I get a message error stating:

C stack usage 7970184 is too close to
the limit

So I want to know is my algo design very bad or is this something to expect while using recursive functions? Thank you to help me out to solve this problem.


Solution

  • Yes, your recursion formulation is bad,
    both technically and performance-wise:

    While a recursion is known that may help to formulate some problems in a smart way, the core logic is, that it has to have some "bottom" line, where the recursion stops from any diving deeper -- being an easily decideable point -- from which the so far nested recursions start to return back and ( being-on-the-road back to the first caller ) the recursion-returning process assembles the correct answer as a side-effect of this emerging back from the deepest level from that known, easily decideable point of a known return value.

    Simply put, this is missing in your algorithmisation.

    Your code will try to dive deeper and deeper ( back in time ) even at the very first historical bar of the TimeSeries data.

    If you handle this case properly, the code will stop its succsidal habit to dive infinitely deep and will start to assemble a result.

    Next comes performance:

    Recursion is fine for a one-stop calculus.

    Recursion is bad idea for repetitive calculus, if the already calculated "steps" get re-calculated again, if a poor value re-use policy enforces to again and again re-dive all the way back again and again to the very same "terminal point", just due to the original ( preformance not-optimised ) recursion formulation.

    Let's show it on factorial.

    Using its trivial, simplest ever, form of recursion, for illustration purposes, whereas all the principles are relevant to any more complex recursion-based processing - this one just simply fits on a just one SLOC:
    factorial( N ) = ( N == 1 ) ? 1 : N * factorial( N - 1 )

    If it were for calculating just once a factorial( 15 ), one cannot object a single word against having to go the whole chain of:

    fact15 = ( 15 * 14 * 13 * 12 * 11 * 10 * 9 * 8 * 7 * 6 * 5 * 4 * 3 * 2 * 1 )
    

    where missing any single step would yield the process not to compute the factorial correctly.

    The problem would be seen in a different light, if next comes a duty to compute just the next one -- the factorial( 16 )
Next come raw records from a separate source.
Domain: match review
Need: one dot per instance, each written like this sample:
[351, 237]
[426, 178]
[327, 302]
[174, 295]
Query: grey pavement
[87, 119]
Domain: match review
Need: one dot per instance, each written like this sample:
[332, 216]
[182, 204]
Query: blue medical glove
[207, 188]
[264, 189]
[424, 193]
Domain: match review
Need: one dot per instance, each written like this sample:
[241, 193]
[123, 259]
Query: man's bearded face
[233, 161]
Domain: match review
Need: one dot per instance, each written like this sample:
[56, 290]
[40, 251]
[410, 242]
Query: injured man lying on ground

    a performance-ignorant implementation would go the same lane there and back again:

    fact16 = ( 16 * 15 * 14 * 13 * 12 * 11 * 10 * 9 * 8 * 7 * 6 * 5 * 4 * 3 * 2 * 1 )
    

    whereas a smart, performance-motivated implementation would never repeat the tail-part of the circus, and would just multiply the head-side:

    fact16 = ( 16 * fact15 )
    

    never repeating the part, that has been already computed once.

    Do you see the impact?

    And imagine the scales of this obvious difference as the recursion-depths gotten grown to some remarkable hundreds, thousands, tens of thousands, hundred of thousands, millions of recursion steps ... repeating each of them any next time again and again and again. No. Never.

    This is the core logic of all high-performance, low-latency TimeSeries data-processing, RSI being the clear case, that you have met on your own.